Auf dem Brunnen thront eine Statue des Johannes Nepomuk. In Böhmen wird er vor allem als Schutzpatron für Schiffer, Flößer, Sterbende und für das Beichtgeheimnis verehrt. Im Jahr 1893 wurde der Brunnen umfassend restauriert. In dieser Zeit wurde auch das kunstvolle Gitter aus Schmiedeeisen angebracht.
Früher war der Brunnen ein zentraler Ort im Alltag der Rastatter. Die Menschen holten dort ihr Trinkwasser. Direkt um den Brunnen herum fand zudem der Wochenmarkt statt, auf dem Getreide, Obst und Gemüse verkauft wurden. Nudeln oder Kartoffeln gab es zu dieser Zeit in Rastatt noch nicht.

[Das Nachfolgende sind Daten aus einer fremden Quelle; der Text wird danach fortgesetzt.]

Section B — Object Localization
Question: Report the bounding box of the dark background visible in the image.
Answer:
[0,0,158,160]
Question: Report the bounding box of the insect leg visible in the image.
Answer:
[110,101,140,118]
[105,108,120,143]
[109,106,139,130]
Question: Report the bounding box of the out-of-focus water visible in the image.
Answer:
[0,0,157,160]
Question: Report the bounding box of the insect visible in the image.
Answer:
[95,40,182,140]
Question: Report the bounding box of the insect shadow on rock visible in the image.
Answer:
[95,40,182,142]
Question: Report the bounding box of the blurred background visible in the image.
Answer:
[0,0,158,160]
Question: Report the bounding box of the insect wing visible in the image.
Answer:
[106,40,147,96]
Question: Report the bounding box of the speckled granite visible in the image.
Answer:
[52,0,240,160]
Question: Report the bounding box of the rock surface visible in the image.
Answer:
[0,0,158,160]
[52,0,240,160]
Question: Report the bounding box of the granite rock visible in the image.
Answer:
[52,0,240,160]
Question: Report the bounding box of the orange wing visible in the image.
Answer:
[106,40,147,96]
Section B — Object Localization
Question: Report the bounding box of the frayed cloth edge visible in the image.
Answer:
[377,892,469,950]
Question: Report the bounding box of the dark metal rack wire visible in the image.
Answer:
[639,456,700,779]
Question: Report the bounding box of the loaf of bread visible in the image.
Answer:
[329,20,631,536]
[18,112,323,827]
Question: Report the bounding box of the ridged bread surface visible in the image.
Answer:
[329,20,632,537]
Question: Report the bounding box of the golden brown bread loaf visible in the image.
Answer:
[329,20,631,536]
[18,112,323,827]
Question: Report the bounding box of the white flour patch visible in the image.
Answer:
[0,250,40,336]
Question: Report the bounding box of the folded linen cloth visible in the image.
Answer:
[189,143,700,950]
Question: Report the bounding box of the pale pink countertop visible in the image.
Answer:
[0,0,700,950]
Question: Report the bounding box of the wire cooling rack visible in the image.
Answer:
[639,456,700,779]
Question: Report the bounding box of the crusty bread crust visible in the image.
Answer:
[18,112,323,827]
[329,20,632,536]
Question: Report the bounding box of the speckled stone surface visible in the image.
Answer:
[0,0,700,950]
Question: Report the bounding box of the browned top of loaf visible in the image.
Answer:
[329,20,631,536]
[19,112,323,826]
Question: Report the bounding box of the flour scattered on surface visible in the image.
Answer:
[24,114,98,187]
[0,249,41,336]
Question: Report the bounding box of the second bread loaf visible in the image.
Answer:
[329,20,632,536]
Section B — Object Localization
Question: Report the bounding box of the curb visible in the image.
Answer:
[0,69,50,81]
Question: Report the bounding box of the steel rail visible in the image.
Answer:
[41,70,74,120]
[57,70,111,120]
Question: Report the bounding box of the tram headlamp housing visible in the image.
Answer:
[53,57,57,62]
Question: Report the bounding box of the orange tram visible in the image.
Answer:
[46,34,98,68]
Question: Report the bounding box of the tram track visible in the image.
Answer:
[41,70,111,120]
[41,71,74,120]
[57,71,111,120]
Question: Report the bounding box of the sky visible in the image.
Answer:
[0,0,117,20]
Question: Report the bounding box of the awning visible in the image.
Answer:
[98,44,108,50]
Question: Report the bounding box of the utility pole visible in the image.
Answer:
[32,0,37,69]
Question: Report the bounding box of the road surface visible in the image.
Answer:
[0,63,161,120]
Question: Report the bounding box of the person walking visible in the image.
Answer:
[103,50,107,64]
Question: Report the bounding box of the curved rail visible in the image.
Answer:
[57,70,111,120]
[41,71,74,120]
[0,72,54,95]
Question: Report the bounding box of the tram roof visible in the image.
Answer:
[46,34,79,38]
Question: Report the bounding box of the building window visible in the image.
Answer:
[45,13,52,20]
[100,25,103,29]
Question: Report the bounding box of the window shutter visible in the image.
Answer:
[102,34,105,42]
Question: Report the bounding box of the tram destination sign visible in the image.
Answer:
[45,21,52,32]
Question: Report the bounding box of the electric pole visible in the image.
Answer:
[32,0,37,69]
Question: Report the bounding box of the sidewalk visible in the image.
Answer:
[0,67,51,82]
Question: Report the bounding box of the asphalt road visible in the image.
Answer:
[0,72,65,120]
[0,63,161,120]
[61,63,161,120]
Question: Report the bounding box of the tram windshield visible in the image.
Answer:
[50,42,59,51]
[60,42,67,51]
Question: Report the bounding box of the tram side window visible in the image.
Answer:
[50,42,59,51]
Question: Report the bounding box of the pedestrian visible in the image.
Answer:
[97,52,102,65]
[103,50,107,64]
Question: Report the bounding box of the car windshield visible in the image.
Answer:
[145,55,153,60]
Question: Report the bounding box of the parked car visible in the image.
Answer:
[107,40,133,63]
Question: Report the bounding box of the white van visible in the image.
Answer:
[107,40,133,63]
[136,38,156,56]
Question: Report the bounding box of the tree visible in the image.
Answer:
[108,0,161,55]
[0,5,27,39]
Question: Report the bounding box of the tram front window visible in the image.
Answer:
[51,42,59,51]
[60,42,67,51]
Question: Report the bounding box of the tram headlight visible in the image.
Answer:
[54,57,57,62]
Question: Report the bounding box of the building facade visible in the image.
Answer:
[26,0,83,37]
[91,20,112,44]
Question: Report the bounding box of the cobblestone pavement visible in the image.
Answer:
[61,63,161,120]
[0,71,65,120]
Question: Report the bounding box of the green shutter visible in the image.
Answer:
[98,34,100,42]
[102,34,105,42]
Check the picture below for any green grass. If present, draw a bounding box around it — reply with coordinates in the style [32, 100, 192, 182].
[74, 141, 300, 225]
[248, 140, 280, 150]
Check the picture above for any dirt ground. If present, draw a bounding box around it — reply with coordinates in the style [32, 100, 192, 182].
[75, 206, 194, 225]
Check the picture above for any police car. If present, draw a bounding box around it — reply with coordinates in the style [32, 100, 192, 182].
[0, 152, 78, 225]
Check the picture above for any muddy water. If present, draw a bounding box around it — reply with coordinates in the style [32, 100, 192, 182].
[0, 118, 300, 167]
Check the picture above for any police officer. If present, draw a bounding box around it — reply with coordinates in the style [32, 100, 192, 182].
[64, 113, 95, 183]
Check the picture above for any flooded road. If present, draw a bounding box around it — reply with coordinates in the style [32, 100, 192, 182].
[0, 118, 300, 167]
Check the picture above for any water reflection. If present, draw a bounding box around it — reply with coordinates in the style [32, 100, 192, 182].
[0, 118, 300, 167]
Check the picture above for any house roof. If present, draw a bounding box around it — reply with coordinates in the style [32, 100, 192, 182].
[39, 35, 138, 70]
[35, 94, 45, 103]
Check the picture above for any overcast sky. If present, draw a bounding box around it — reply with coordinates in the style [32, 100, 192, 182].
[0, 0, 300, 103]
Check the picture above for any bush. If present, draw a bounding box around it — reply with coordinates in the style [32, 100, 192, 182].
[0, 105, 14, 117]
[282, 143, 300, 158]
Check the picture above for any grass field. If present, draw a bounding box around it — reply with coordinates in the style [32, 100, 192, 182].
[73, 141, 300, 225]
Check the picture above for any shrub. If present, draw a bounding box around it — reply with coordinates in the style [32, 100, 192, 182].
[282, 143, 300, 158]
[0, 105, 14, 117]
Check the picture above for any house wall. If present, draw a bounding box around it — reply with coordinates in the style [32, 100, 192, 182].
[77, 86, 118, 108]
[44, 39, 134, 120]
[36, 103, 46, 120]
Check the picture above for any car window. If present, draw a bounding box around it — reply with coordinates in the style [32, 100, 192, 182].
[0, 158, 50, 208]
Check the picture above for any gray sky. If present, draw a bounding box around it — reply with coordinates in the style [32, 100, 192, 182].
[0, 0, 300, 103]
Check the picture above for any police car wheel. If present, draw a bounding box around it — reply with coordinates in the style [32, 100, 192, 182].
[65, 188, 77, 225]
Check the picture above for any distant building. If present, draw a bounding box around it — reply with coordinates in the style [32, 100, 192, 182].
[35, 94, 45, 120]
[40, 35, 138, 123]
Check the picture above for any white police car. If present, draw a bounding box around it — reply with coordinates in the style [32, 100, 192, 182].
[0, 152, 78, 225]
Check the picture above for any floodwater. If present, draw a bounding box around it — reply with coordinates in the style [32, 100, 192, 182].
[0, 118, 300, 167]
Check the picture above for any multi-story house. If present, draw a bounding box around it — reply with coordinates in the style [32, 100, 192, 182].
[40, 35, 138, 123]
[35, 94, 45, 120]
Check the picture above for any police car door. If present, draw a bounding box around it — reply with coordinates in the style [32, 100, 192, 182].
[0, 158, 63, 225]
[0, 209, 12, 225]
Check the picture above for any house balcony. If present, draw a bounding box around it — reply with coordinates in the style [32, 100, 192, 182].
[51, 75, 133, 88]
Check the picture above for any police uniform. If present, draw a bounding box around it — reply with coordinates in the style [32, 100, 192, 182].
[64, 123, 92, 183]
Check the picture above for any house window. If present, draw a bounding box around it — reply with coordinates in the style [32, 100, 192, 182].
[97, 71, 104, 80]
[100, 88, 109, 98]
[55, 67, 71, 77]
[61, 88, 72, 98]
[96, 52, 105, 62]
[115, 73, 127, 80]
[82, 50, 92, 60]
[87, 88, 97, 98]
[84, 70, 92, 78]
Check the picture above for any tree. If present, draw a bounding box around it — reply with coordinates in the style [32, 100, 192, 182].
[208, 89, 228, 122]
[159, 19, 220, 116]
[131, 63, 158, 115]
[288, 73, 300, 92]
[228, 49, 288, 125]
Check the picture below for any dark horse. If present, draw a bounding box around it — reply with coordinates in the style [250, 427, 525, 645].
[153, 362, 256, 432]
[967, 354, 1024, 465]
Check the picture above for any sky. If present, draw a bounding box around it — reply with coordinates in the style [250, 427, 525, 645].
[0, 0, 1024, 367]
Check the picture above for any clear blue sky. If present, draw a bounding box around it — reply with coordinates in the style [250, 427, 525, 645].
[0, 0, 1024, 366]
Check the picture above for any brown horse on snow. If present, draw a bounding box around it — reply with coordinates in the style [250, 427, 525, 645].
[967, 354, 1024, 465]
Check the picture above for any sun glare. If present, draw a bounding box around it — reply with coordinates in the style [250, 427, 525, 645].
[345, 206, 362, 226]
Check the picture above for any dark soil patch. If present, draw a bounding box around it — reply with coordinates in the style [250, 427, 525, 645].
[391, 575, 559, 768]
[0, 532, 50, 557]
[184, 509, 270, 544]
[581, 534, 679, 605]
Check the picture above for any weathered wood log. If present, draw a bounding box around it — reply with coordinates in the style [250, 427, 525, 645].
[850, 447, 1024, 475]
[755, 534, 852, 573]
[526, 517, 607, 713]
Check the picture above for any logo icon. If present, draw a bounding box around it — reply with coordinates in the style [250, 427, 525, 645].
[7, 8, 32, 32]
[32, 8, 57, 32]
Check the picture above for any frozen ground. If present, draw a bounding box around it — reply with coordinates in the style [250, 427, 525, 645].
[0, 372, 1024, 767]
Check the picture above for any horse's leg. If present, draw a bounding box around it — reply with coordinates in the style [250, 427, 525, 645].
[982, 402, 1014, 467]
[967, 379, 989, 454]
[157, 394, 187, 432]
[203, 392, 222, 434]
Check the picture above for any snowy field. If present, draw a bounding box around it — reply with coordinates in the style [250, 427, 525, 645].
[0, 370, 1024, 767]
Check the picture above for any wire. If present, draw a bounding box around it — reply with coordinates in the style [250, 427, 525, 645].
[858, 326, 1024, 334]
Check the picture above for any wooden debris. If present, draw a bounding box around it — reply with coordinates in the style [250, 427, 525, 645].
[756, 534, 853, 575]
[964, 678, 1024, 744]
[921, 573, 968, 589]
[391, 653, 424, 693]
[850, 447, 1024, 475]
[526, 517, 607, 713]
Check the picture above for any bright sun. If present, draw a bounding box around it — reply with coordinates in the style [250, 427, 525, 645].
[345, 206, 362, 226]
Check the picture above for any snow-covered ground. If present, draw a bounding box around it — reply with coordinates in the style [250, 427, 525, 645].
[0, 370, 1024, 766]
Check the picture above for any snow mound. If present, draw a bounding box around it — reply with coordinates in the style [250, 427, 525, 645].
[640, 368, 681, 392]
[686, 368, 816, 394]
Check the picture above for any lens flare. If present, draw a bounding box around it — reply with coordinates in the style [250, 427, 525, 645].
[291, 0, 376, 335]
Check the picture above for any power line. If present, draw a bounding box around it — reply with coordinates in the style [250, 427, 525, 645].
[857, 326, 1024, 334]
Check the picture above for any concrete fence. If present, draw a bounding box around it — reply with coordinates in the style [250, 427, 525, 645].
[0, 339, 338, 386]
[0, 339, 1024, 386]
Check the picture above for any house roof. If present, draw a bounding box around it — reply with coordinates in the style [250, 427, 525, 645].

Wer heute vor dem schmiedeeisernen Gitter steht, kann noch die Abdeckung über dem Brunnenschacht sehen. Das zeigt, wie anders das Leben im Barock war: Es gab keinen Strom und keine Wasserleitungen in den Häusern. Nur das Schloss wurde unter Markgraf Ludwig Georg mit einer eigenen Wasserleitung versorgt.